The "tails" of deacetylated histone proteins bind DNA in chromatin (left). When acetylated, the tails let go — a necessary step in allowing DNA strands to be read for gene transcription.

The researchers have shown, explicitly in the case of the interleukin-2 receptor-alpha gene (IL-2Ra) and in other genes as well, that SATB1 controls gene expression — in some cases up to tens of thousands of bases away from the attachment site — by providing docking sites for these remodeling complexes, which alter the shape of nucleosome arrays and activate and deactivate DNA transcription.
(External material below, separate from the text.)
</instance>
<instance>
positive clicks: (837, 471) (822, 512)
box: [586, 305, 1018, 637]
In microscope images collected with the aid of Life Sciences researcher Abby Dernburg, the network in the cell nucleus stands out clearly as a cage-like structure of fluorescently stained SATB1 proteins circumscribing heterochromatin. (Heterochromatin is a densely packed type of chromatin associated with silent genes.) The cage-like SATB1 structure provides the sites where the bases of the looped chromatin meet chromatin-remodeling and modifying factors, for which it functions as a platform.

How does SATB1 know whether to activate or repress transcription of a gene at a given time? Whether chromatin remodeling is motivated by demand from below or orders from above, Kohwi-Shigematsu says, "is a chicken and egg question" — one that will keep her and her colleagues busy for the foreseeable future, in the search for even deeper secrets of gene regulation.